The bailout comes amid the president’s trade wars — particularly those involving exports to China — and as farmers are expected to be $28 billion in the red for the 2025-26 crop year, according to the American Farm Bureau Federation. The figure is up from $17 billion the previous year.

In terms of one crucial crop, soybeans, the US exports almost half of its production annually, while China usually takes around one-quarter of the total 29 million metric tons of what’s exported every year. But ongoing talks with Beijing stalled purchases and caused price fluctuations.

The other half of US soybean production is processed for livestock feed, various cooking oils and biofuels such as diesel.

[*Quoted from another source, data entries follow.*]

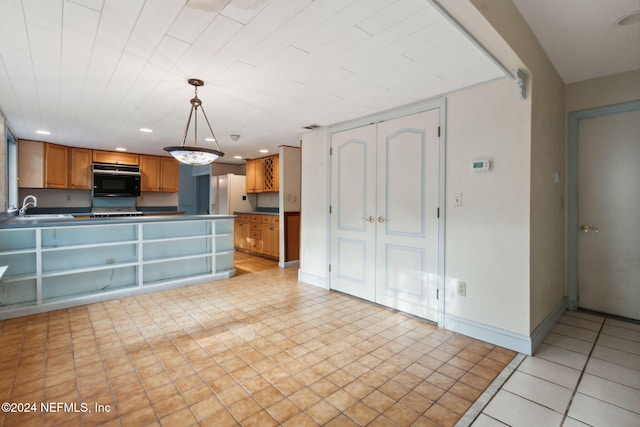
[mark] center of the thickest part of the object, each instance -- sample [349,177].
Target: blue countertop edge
[10,222]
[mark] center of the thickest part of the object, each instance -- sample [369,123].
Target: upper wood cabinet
[115,157]
[80,160]
[263,175]
[30,164]
[169,175]
[56,166]
[42,165]
[159,174]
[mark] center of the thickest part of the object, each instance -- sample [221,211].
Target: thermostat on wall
[481,165]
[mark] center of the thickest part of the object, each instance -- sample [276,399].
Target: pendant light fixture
[192,154]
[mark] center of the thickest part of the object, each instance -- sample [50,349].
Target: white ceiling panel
[582,38]
[13,28]
[244,11]
[270,67]
[43,14]
[151,26]
[391,15]
[347,18]
[190,24]
[205,55]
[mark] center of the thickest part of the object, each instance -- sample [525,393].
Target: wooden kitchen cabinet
[159,174]
[30,164]
[44,165]
[115,157]
[270,173]
[149,173]
[271,236]
[255,176]
[258,234]
[80,160]
[56,166]
[242,231]
[169,175]
[263,175]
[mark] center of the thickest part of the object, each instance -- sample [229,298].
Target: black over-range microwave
[115,180]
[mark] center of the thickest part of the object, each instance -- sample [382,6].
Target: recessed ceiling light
[632,18]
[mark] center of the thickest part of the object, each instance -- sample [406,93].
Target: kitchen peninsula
[56,263]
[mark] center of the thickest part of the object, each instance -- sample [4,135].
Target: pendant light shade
[192,154]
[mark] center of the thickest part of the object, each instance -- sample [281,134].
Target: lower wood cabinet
[258,234]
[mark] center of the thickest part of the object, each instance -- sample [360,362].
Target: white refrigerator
[229,195]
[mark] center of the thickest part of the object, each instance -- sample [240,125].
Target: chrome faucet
[29,201]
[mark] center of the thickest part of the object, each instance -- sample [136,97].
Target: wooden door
[608,212]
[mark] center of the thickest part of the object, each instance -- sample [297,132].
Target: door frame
[572,220]
[419,107]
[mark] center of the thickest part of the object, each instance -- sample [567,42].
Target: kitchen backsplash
[268,200]
[52,198]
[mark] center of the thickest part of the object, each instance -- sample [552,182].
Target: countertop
[14,222]
[257,213]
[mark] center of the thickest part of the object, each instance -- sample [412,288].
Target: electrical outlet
[462,289]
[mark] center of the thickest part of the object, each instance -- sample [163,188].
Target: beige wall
[314,198]
[603,91]
[487,238]
[3,163]
[547,214]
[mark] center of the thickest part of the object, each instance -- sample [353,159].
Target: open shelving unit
[52,267]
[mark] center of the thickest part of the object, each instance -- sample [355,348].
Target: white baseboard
[511,340]
[312,279]
[283,264]
[541,331]
[491,334]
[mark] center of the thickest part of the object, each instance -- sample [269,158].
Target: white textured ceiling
[92,72]
[581,37]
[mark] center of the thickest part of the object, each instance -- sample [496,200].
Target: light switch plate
[462,289]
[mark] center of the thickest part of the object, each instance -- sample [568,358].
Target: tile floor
[256,350]
[587,373]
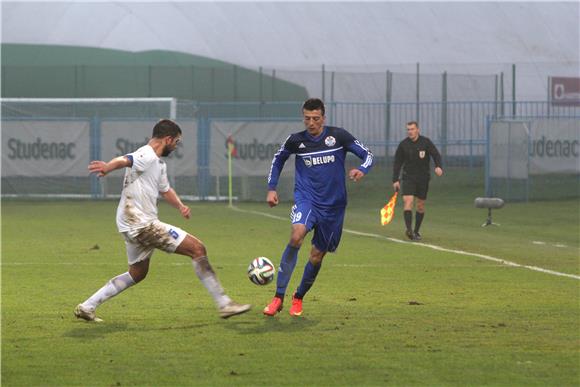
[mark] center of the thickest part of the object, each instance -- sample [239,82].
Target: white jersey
[141,186]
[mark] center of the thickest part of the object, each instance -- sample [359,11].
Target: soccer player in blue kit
[319,196]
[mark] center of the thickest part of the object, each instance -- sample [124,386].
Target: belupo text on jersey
[320,175]
[309,161]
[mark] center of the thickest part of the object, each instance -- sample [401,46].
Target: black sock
[418,219]
[408,219]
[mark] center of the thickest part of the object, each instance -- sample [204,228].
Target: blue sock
[287,265]
[308,278]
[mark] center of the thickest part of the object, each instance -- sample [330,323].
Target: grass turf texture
[380,312]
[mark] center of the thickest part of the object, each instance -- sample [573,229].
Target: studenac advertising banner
[254,145]
[45,148]
[555,146]
[119,138]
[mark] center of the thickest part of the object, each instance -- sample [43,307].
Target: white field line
[433,247]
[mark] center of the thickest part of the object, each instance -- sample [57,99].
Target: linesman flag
[388,210]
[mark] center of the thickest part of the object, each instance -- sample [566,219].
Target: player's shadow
[271,324]
[91,331]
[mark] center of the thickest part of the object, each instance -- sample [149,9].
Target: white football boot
[233,309]
[86,314]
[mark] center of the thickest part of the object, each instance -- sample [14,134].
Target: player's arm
[173,199]
[397,165]
[436,157]
[102,168]
[363,153]
[275,170]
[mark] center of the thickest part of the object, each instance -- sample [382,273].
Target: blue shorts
[326,222]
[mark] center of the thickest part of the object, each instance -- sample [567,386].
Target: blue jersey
[320,175]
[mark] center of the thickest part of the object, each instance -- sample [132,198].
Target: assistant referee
[413,156]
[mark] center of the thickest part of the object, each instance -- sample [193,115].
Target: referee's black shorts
[416,186]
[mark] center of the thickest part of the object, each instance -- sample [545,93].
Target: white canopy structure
[541,38]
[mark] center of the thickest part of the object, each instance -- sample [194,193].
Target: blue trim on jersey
[130,158]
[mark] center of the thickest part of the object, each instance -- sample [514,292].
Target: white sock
[111,289]
[208,278]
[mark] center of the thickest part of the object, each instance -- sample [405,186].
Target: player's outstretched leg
[418,220]
[311,271]
[408,215]
[227,307]
[195,249]
[287,265]
[86,310]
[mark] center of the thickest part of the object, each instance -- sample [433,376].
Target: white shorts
[142,242]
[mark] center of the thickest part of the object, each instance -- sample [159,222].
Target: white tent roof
[466,37]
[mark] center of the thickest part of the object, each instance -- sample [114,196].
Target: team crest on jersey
[330,141]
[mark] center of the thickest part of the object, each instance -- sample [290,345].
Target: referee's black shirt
[414,157]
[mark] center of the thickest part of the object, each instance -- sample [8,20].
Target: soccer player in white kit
[146,178]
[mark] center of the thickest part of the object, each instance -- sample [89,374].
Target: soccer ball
[261,271]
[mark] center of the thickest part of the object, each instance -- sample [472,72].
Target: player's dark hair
[166,128]
[314,104]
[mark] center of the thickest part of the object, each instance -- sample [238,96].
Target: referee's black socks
[408,214]
[418,219]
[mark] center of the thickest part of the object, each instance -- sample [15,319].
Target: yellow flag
[388,210]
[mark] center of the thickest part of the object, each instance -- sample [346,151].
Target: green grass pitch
[380,313]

In October, Bessent announced that China had agreed to buy 12 million metric tons of US soybeans this season and 25 million tons annually for each of the next three years as part of a trade agreement.

Trump said Monday that the promised purchases will total $40 billion but could climb higher.

The US in turn said it would lower tariffs on Chinese goods to 47% after threatening up to 100% in additional import duties.

Chapter 12 farm bankruptcies spiked 60% in the first half of this year when compared with 2024, The Wall Street Journal reported.

Trump will be kicking off a tour in Pennsylvania on Tuesday to tout his administration’s economic successes, even as polls show the president’s favorability on the issue is flagging.

Core inflation is up 2.8% since September of last year, the US Department of Commerce reported Friday, and layoffs have topped 1 million.

There also have been concerns about whether the US is moving toward widening disparities between top earners and the working class.

Those concerns grew with the 2025 off-year elections in New Jersey, Virginia and New York City, where socialist Mayor-elect Zohran Mamdani had a winning message of economic “affordability.”

“I think affordability is the greatest con job,” Trump told reporters at the White House last week when asked about a messaging shift on the issue.

Democrats have meanwhile been floating a Make America Affordable Again counter-messaging campaign.

Surging inflation under former President Joe Biden was one of the key issues that propelled Trump to win back the White House in 2024 — and the issue is sure to be a significant factor in the upcoming 2026 midterm congressional elections.

The president has already floated some new proposals — including up to $2,000 tariff rebates, $1,000 “Trump account” savings funds for kids and 50-year mortgages — in preparation.

Tax cuts tucked into Trump’s One Big Beautiful Bill Act are also hoped to fuel an economic boom in the coming year, especially through provisions that end taxes on tips.